# Too late to paper train?



## Ellie NY (Aug 27, 2010)

As I mentioned in previous posts, Eli is having some stomach problems. We've taught him to potty exclusively outside. When his stomach acts up and he has diahrrea, and I'm working and not paying attention, he's got nowhere safe to go. He's left little "gifts" on (or nearby) the mat in front of the the sliding glass doors leading outside to a faux turf covered porch that he uses to potty on when it's raining or miserable outside. I've removed the rug and put down potty pads but he missed leaving a disgusting mess nearby. 
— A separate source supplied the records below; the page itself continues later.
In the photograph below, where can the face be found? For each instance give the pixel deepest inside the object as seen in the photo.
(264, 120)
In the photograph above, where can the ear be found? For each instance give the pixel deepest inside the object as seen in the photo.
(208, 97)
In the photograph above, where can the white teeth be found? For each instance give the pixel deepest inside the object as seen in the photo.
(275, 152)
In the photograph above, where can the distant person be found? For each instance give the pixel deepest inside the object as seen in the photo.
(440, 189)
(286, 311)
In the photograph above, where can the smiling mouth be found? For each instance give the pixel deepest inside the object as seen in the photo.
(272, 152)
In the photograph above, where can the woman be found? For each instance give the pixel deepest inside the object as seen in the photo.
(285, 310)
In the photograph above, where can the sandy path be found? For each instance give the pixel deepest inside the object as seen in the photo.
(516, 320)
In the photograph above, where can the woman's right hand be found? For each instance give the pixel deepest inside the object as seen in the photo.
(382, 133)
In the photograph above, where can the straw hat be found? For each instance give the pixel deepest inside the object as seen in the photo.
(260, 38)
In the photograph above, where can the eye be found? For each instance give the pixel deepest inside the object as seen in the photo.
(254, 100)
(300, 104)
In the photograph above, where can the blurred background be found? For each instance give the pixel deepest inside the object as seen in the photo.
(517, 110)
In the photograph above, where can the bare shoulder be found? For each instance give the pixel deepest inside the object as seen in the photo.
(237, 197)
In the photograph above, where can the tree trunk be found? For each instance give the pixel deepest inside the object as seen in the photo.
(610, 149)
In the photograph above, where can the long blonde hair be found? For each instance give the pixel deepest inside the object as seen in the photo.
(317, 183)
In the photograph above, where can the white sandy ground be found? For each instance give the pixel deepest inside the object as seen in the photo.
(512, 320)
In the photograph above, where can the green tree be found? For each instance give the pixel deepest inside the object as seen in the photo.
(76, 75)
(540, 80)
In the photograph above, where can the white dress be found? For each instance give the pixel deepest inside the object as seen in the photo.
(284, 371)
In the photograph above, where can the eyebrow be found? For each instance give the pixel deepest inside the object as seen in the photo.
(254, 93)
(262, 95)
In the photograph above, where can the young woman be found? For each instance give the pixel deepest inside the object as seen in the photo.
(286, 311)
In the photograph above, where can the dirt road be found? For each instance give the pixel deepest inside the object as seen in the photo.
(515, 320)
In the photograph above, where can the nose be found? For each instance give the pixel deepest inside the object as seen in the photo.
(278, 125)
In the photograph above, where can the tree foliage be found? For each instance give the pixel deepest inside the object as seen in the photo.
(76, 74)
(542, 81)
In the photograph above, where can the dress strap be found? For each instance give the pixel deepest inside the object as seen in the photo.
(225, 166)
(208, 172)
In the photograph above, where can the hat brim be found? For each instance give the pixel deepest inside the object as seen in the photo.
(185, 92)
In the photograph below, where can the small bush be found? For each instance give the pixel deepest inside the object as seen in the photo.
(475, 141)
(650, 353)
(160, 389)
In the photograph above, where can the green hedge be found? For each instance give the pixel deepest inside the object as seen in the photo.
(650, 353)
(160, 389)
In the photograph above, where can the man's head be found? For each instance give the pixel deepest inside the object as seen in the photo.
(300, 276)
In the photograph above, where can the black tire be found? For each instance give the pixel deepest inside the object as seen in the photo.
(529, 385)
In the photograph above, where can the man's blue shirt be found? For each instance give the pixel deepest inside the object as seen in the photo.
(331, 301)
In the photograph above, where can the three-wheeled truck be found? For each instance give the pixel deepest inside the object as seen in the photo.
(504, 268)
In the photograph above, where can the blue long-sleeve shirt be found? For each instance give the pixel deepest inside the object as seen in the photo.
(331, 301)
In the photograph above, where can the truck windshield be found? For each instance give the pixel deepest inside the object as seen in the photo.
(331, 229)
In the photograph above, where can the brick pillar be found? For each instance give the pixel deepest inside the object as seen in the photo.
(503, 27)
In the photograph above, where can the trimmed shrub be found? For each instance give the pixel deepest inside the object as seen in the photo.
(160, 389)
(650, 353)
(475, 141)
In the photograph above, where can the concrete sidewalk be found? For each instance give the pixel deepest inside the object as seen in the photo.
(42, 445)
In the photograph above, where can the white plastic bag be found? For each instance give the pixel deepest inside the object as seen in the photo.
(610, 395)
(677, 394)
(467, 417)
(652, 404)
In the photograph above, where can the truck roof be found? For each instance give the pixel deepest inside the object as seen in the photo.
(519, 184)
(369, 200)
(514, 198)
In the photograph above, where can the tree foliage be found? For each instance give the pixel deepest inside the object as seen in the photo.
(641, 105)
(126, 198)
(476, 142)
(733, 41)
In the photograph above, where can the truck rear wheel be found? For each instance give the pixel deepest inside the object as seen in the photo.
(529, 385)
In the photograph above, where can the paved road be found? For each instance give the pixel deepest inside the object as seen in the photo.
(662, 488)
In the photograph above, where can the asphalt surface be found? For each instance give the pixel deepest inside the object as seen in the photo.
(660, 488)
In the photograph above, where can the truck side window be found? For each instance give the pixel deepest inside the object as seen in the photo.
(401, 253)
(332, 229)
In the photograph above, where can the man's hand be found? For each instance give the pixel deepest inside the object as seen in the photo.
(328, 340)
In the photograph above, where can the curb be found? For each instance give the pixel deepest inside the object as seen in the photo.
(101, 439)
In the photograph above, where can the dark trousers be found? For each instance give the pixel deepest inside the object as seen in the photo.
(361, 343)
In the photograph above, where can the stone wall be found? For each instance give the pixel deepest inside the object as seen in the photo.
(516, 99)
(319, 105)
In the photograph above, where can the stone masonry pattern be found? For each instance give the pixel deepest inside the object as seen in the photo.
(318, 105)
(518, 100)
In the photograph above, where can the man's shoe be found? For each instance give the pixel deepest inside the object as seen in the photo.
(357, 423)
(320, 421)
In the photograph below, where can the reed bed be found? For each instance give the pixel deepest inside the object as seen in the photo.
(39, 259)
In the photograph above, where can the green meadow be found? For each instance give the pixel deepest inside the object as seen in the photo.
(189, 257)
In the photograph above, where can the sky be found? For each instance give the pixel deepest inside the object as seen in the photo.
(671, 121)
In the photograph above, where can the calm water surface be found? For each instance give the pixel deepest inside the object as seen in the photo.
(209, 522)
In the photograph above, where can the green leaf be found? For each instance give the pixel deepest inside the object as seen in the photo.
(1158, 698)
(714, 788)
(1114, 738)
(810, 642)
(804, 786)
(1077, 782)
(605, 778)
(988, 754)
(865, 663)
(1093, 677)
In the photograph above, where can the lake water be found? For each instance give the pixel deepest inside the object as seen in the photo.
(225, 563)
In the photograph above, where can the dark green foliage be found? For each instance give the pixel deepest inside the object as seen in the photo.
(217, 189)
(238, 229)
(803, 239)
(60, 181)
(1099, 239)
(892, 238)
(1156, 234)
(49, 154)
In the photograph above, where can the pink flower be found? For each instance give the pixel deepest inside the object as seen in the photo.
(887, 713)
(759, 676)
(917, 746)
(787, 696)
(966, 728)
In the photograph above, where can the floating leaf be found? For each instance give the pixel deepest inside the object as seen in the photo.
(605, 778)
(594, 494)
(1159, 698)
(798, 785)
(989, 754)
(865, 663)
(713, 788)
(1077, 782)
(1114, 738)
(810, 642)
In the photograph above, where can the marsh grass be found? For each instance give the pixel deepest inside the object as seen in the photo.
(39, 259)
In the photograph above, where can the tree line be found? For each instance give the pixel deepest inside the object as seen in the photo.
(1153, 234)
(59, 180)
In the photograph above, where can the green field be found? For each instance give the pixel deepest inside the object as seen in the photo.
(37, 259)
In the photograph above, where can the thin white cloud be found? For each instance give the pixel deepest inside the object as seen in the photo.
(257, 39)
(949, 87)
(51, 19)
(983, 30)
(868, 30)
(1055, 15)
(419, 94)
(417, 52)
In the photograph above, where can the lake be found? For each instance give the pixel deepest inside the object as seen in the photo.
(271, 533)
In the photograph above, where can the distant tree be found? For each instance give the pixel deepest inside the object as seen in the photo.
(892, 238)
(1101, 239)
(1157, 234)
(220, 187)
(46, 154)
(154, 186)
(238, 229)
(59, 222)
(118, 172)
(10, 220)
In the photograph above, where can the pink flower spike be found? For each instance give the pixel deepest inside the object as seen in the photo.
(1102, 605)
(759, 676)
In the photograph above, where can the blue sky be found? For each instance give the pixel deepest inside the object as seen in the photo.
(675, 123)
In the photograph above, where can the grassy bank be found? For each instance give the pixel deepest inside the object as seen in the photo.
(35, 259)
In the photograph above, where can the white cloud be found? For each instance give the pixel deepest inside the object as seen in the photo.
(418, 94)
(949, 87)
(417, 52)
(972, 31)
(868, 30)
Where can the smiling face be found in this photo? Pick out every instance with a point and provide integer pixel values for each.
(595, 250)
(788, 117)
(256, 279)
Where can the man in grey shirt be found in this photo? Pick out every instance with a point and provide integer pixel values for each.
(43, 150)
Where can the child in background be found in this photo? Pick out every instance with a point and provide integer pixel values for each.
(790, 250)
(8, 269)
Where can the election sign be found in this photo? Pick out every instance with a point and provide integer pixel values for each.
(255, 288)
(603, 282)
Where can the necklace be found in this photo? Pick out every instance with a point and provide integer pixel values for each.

I've now realized the limitation of strictly teaching him to potty exclusively outside. Is too late to teach him to potty inside? Any suggestions for how? He's a year old so no longer crated and has free reign of the downstairs and staircase leading upstairs. Our bedroom and bathroom doors upstairs remain closed during the day but we have an open concept layout downstairs with no way to close off rooms.

Thanks for any guidance!


----------



## krandall (Jun 11, 2009)

Ellie NY said:


> As I mentioned in previous posts, Eli is having some stomach problems. We've taught him to potty exclusively outside. When his stomach acts up and he has diahrrea, and I'm working and not paying attention, he's got nowhere safe to go. He's left little "gifts" on (or nearby) the mat in front of the the sliding glass doors leading outside to a faux turf covered porch that he uses to potty on when it's raining or miserable outside. I've removed the rug and put down potty pads but he missed leaving a disgusting mess nearby.
> 
> I've now realized the limitation of strictly teaching him to potty exclusively outside. Is too late to teach him to potty inside? Any suggestions for how? He's a year old so no longer crated and has free reign of the downstairs and staircase leading upstairs. Our bedroom and bathroom doors upstairs remain closed during the day but we have an open concept layout downstairs with no way to close off rooms.
> 
> Thanks for any guidance!


If he's used to using fake grass on the porch, have you considered a fake grass system for indoors? I wouldn't recommend it for every day use, as I found it impossible to really get the smell out of them. But for emergency purposes, it might just work for you.


----------